Why Does Treasury Care About Lease Accounting?

Published  2 MIN READ

Adoption of lease accounting standards such as IFRS 16 is less than a year away, with regulations effective as of January 2019. Treasurers should be aware and involved with their organisation’s lease accounting project planning. If treasury doesn’t start now, it will be a serious problem as lease accounting experts are finding that uncovering the full magnitude of lease contracts takes at least 12 months to complete.

Why is lease accounting so difficult?

There are three components to lease accounting that are especially problematic for treasurers and CFOs:

  • Visibility into leases – leasing is not typically a treasury responsibility, meaning that treasury may only have visibility into financial leases and have no understanding of where operating leases are held and by whom.
  • Ownership of leases – most organisations have thousands of operating leases, including contracts for services such as IT outsourcing, computers, and mobile phones. All of these may potentially need to be calculated according to the new rules and now stated on the balance sheet.
  • Lack of technology – there have been very few software platforms focused on lease accounting, meaning that CFOs have lacked the automation, controls, and audit trails to perform calculations and offer the centralisation and auditability required to achieve full compliance.

What do treasurers need to manage?

To achieve regulatory compliance, corporates must:

  • Centralise tracking of all corporate operating leases, including those technically owned by operating units.
  • Calculate lease liability and right-of-use asset value for each lease – and generate journal entries to balance sheet accounts.
  • Separately manage leasing and other costs such as maintenance costs, stipulated losses, and any embedded derivatives such as purchase options. Each must be accounted for uniquely.
  • Manage life-cycle features of leases, such as early termination, extensions, returns, renewals, and purchases.

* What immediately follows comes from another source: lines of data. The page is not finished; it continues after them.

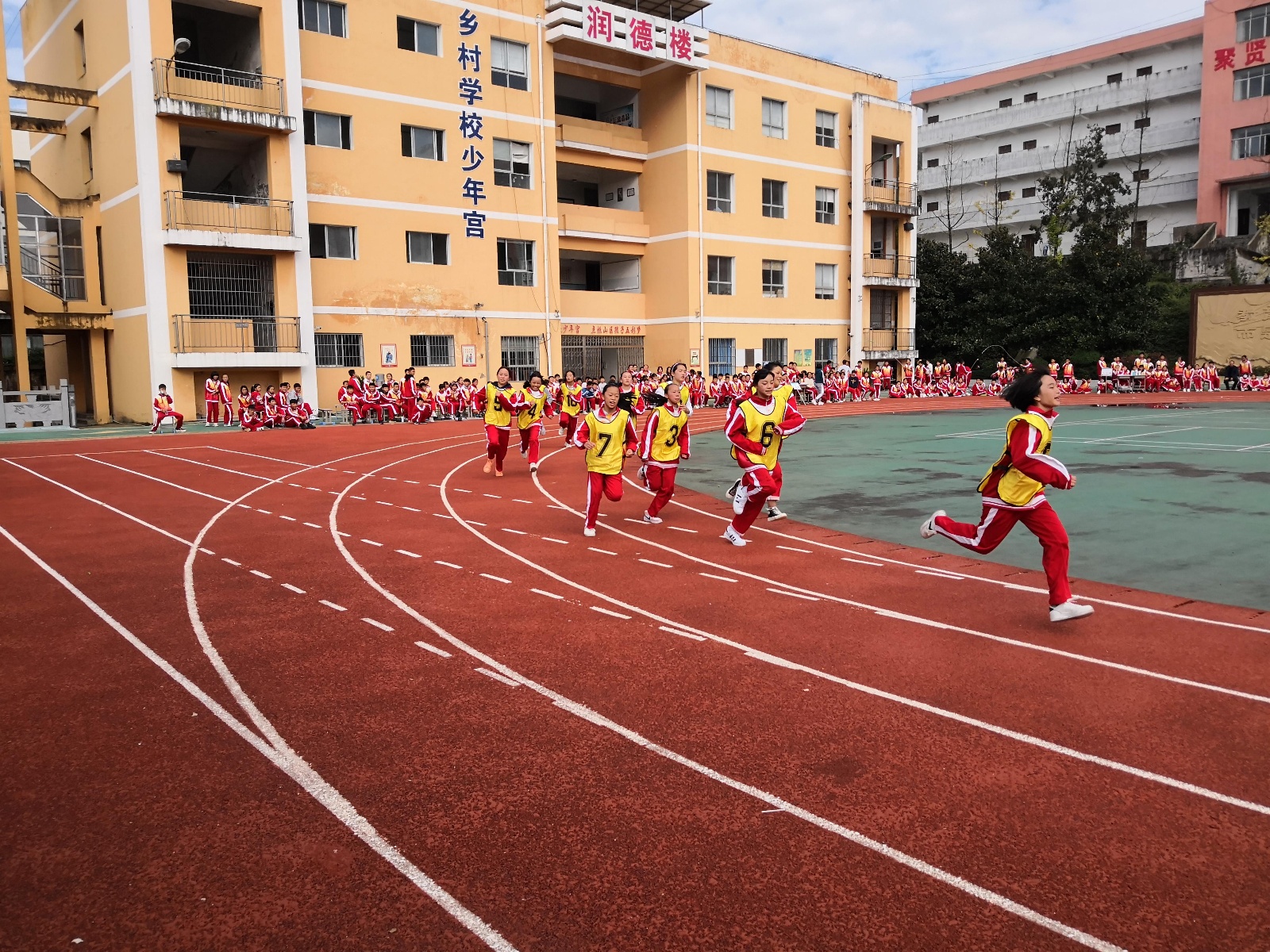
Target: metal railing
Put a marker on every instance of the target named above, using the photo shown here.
(216, 213)
(238, 336)
(888, 264)
(891, 192)
(891, 340)
(232, 89)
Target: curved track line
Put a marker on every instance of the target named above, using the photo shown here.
(587, 714)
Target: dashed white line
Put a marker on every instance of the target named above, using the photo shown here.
(615, 615)
(497, 677)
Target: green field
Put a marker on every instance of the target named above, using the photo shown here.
(1172, 501)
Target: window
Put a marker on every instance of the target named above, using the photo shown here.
(774, 198)
(723, 355)
(826, 129)
(719, 274)
(323, 17)
(882, 309)
(511, 63)
(774, 278)
(826, 282)
(418, 143)
(1253, 84)
(418, 37)
(1249, 143)
(328, 130)
(332, 241)
(516, 262)
(774, 118)
(432, 349)
(719, 107)
(427, 248)
(338, 349)
(511, 163)
(520, 355)
(826, 351)
(719, 190)
(1251, 23)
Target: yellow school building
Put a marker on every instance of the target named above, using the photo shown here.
(283, 190)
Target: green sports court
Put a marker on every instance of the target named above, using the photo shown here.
(1168, 499)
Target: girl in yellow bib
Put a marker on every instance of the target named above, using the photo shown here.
(609, 437)
(1014, 490)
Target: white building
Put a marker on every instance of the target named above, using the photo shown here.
(987, 139)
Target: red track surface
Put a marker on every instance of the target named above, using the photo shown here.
(810, 743)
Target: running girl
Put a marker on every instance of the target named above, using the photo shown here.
(1014, 490)
(609, 437)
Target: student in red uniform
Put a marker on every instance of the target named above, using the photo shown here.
(1014, 490)
(664, 444)
(165, 408)
(607, 433)
(498, 401)
(756, 431)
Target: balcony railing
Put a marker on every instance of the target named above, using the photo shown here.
(215, 86)
(241, 213)
(891, 192)
(891, 340)
(237, 336)
(888, 264)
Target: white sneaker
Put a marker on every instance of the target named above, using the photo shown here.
(929, 526)
(1070, 609)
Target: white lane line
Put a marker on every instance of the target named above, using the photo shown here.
(615, 615)
(683, 634)
(793, 594)
(433, 649)
(497, 677)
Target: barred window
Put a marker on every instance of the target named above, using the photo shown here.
(520, 355)
(432, 349)
(338, 349)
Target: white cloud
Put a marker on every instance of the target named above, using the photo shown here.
(925, 42)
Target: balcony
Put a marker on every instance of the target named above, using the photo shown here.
(891, 196)
(202, 92)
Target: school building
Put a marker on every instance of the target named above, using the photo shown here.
(283, 190)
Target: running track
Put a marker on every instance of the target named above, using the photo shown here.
(343, 689)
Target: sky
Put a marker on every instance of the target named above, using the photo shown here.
(918, 42)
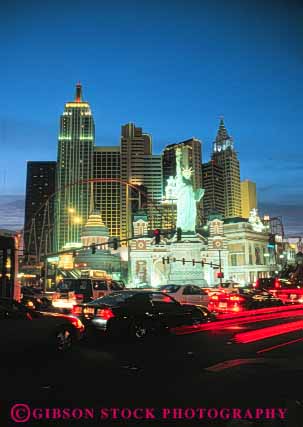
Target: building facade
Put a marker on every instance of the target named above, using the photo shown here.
(107, 192)
(193, 160)
(248, 254)
(141, 176)
(225, 156)
(213, 183)
(39, 209)
(74, 169)
(248, 197)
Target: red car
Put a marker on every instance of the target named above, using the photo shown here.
(242, 299)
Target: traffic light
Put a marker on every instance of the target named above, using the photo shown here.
(179, 234)
(115, 243)
(271, 241)
(157, 236)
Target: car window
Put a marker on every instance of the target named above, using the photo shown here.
(187, 290)
(100, 285)
(158, 297)
(198, 291)
(115, 286)
(113, 299)
(171, 289)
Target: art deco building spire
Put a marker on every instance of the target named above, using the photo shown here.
(222, 134)
(78, 97)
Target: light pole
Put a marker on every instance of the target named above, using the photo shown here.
(220, 267)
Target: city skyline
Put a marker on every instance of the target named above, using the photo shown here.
(199, 74)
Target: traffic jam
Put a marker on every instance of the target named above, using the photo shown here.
(83, 308)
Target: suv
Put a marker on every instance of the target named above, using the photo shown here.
(187, 294)
(74, 291)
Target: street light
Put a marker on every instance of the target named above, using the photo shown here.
(77, 220)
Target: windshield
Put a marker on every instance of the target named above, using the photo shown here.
(113, 299)
(171, 289)
(78, 286)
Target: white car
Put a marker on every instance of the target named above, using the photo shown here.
(187, 294)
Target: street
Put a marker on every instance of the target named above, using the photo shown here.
(207, 368)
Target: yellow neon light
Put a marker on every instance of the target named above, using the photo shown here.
(76, 105)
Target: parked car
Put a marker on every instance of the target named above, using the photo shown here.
(187, 294)
(242, 299)
(72, 291)
(23, 329)
(34, 298)
(138, 313)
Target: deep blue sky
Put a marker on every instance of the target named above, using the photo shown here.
(173, 67)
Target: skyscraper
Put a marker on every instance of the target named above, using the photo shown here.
(39, 208)
(142, 171)
(74, 167)
(194, 161)
(225, 156)
(107, 193)
(248, 197)
(213, 200)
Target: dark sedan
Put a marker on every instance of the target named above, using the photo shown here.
(34, 298)
(136, 314)
(242, 299)
(25, 330)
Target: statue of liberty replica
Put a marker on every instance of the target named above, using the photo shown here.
(186, 196)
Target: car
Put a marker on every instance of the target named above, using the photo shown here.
(137, 314)
(24, 330)
(34, 298)
(242, 299)
(72, 291)
(187, 294)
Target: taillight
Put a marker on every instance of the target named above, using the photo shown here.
(277, 283)
(236, 298)
(105, 313)
(76, 310)
(75, 322)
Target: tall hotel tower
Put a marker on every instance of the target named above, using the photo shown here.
(143, 171)
(225, 156)
(74, 166)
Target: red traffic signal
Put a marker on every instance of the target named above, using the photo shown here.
(157, 235)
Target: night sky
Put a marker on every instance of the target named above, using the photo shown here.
(172, 67)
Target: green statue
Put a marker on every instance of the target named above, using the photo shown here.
(187, 197)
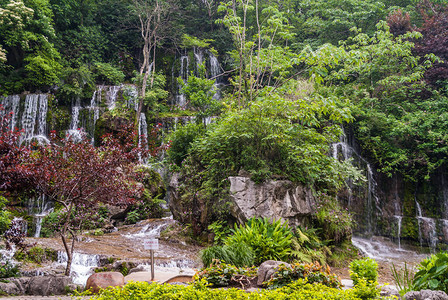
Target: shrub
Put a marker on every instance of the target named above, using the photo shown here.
(269, 240)
(7, 269)
(365, 268)
(299, 290)
(308, 247)
(237, 254)
(221, 274)
(105, 73)
(220, 231)
(432, 273)
(313, 273)
(366, 290)
(403, 279)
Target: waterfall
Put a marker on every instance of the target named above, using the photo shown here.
(82, 266)
(399, 219)
(426, 229)
(131, 95)
(199, 57)
(42, 115)
(74, 132)
(215, 72)
(183, 74)
(34, 117)
(111, 96)
(342, 150)
(142, 131)
(11, 104)
(29, 116)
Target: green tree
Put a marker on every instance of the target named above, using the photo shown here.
(27, 30)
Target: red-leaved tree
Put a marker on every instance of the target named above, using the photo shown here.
(79, 176)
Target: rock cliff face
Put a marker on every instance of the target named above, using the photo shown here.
(273, 199)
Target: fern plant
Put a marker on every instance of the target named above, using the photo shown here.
(270, 240)
(308, 247)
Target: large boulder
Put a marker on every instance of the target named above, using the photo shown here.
(267, 269)
(426, 295)
(48, 285)
(103, 280)
(275, 199)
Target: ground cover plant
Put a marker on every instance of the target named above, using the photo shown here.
(432, 273)
(299, 290)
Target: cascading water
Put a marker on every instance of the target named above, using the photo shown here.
(399, 220)
(199, 57)
(11, 104)
(348, 152)
(426, 229)
(112, 95)
(82, 266)
(34, 117)
(183, 74)
(215, 72)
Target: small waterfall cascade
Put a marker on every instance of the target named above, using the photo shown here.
(399, 220)
(215, 73)
(180, 99)
(74, 131)
(130, 93)
(343, 150)
(11, 104)
(34, 117)
(142, 131)
(112, 95)
(82, 265)
(198, 56)
(39, 207)
(94, 112)
(426, 229)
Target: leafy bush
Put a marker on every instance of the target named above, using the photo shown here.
(7, 270)
(299, 290)
(220, 231)
(432, 273)
(403, 279)
(181, 141)
(313, 273)
(105, 73)
(366, 290)
(269, 240)
(221, 274)
(365, 268)
(308, 247)
(237, 254)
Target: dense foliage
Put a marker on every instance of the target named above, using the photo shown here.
(313, 273)
(432, 273)
(299, 290)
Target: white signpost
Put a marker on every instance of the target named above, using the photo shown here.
(151, 245)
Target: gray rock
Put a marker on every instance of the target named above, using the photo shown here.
(48, 285)
(275, 199)
(103, 280)
(426, 295)
(10, 288)
(389, 290)
(267, 268)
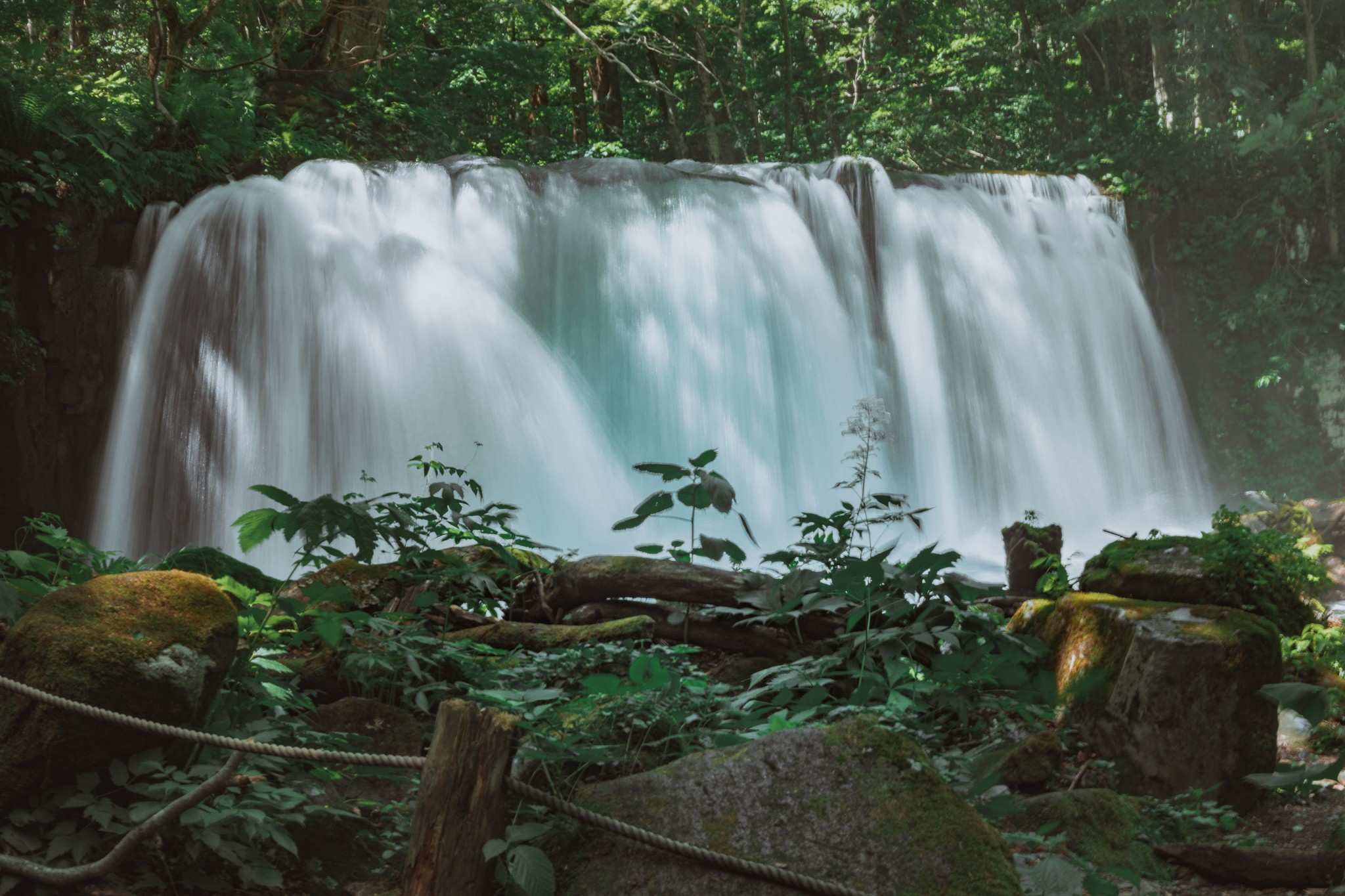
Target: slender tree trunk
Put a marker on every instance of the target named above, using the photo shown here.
(606, 82)
(789, 81)
(709, 93)
(579, 104)
(749, 100)
(677, 140)
(1333, 238)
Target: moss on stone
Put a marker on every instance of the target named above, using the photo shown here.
(1101, 825)
(853, 802)
(215, 563)
(154, 645)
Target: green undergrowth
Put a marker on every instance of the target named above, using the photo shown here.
(1270, 572)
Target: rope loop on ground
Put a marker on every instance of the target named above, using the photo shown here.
(734, 864)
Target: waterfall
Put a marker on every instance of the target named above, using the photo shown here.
(581, 317)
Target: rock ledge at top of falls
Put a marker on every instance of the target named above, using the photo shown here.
(1166, 691)
(152, 645)
(876, 813)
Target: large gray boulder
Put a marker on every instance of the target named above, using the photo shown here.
(854, 803)
(154, 645)
(1165, 691)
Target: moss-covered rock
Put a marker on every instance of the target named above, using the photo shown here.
(854, 802)
(1024, 545)
(215, 563)
(154, 645)
(1101, 825)
(1165, 691)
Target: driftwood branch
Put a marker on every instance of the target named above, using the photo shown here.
(1262, 867)
(460, 803)
(133, 837)
(602, 578)
(701, 630)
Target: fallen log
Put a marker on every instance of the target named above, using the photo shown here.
(1259, 867)
(600, 578)
(535, 636)
(701, 630)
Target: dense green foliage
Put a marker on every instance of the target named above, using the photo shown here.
(1219, 121)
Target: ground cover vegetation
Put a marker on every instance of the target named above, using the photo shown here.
(911, 649)
(1218, 121)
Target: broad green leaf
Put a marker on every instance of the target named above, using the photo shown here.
(720, 490)
(531, 871)
(669, 472)
(328, 628)
(1052, 876)
(694, 496)
(705, 457)
(657, 503)
(1312, 702)
(712, 548)
(255, 527)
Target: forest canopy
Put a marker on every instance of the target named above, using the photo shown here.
(1218, 121)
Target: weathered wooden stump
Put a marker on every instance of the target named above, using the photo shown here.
(462, 802)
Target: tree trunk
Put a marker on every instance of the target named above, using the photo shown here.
(789, 79)
(753, 117)
(349, 33)
(606, 79)
(677, 140)
(693, 628)
(709, 95)
(460, 803)
(1160, 39)
(600, 578)
(531, 636)
(1262, 868)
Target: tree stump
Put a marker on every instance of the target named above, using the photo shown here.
(462, 802)
(1024, 544)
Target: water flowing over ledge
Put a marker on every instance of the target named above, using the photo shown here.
(581, 317)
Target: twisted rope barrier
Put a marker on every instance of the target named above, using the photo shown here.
(771, 874)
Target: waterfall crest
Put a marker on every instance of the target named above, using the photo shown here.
(581, 317)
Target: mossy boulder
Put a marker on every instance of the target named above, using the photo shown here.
(1165, 691)
(1208, 570)
(854, 802)
(154, 645)
(215, 563)
(1101, 825)
(1033, 762)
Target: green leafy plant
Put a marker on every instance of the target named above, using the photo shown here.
(707, 489)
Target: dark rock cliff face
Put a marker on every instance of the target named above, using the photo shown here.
(70, 285)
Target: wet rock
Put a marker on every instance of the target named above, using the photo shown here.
(876, 813)
(154, 645)
(1165, 691)
(1024, 545)
(215, 563)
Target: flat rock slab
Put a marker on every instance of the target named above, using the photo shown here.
(1166, 691)
(853, 803)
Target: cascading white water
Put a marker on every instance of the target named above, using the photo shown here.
(583, 317)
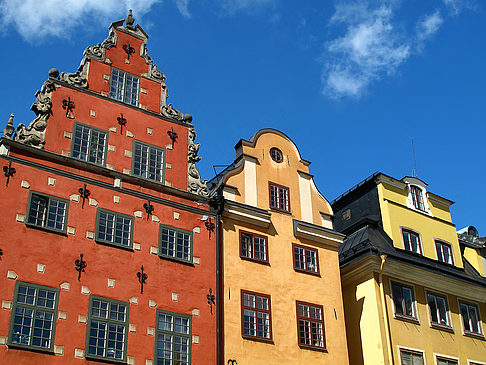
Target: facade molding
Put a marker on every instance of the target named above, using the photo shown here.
(318, 234)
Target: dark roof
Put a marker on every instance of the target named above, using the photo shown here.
(372, 240)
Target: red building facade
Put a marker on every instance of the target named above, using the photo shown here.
(108, 239)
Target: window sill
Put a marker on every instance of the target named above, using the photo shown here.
(258, 339)
(262, 262)
(479, 336)
(105, 359)
(313, 273)
(176, 260)
(46, 229)
(273, 209)
(109, 244)
(16, 346)
(313, 348)
(407, 318)
(442, 327)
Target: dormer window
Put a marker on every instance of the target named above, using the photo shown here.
(417, 198)
(124, 86)
(411, 241)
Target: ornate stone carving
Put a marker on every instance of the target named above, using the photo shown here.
(9, 129)
(194, 183)
(75, 79)
(34, 134)
(110, 41)
(169, 111)
(95, 52)
(156, 74)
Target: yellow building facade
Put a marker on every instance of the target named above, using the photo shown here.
(410, 295)
(281, 289)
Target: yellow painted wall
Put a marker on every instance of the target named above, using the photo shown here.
(431, 340)
(278, 279)
(474, 257)
(397, 216)
(364, 322)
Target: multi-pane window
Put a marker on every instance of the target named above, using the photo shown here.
(411, 241)
(403, 299)
(173, 339)
(276, 154)
(439, 309)
(89, 144)
(279, 197)
(444, 361)
(256, 315)
(310, 322)
(253, 246)
(124, 86)
(417, 197)
(305, 259)
(444, 252)
(175, 243)
(47, 212)
(114, 228)
(33, 318)
(107, 329)
(470, 318)
(411, 358)
(148, 161)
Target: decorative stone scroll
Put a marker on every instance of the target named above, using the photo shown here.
(194, 183)
(34, 134)
(74, 79)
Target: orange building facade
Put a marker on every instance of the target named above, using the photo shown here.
(108, 239)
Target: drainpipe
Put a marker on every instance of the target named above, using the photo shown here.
(385, 312)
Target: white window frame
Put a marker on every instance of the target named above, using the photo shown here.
(409, 349)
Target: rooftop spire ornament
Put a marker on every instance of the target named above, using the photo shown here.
(9, 128)
(129, 20)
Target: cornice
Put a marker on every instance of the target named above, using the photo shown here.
(247, 214)
(414, 275)
(317, 233)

What happens if lease accounting is done poorly or not at all?

If lease accounting regulations are not met in time, corporates will be penalised – just as they would be with any other missed financial reporting standard.

Should lease accounting be done poorly, the consequences are potentially more significant as restatement of financial reporting is possible. Further, if calculations are not optimised (e.g. using an implied leasing rate when cost of capital would have reduced liability value) then liabilities arising from leases may be higher than necessary on the balance sheet, which could affect both cost and availability of borrowing as well as potentially affecting key ratios used to calculate debt covenants.

What help is available for corporates?

Lease accounting solutions are starting to become available which manage the entire lease lifecycle, from initial classification through to valuation of leases and journal entry automation. Most solutions are standalone in the cloud as a separate implementation and vendor relationship; some are even part of your organisation’s treasury management system – allowing all financial instruments to be managed in the same platform, with the same vendor, and a consistent set of operational controls and security.

What is the best tip that you can provide to a corporate trying to understand their lease accounting responsibilities?

Start now! Establish who will own the centralisation of leases within the organisation and arm them with the tools and resources required to consolidate lease data, create an auditable workflow, and automate the calculations to not only meet initial requirements but also achieve ongoing compliance.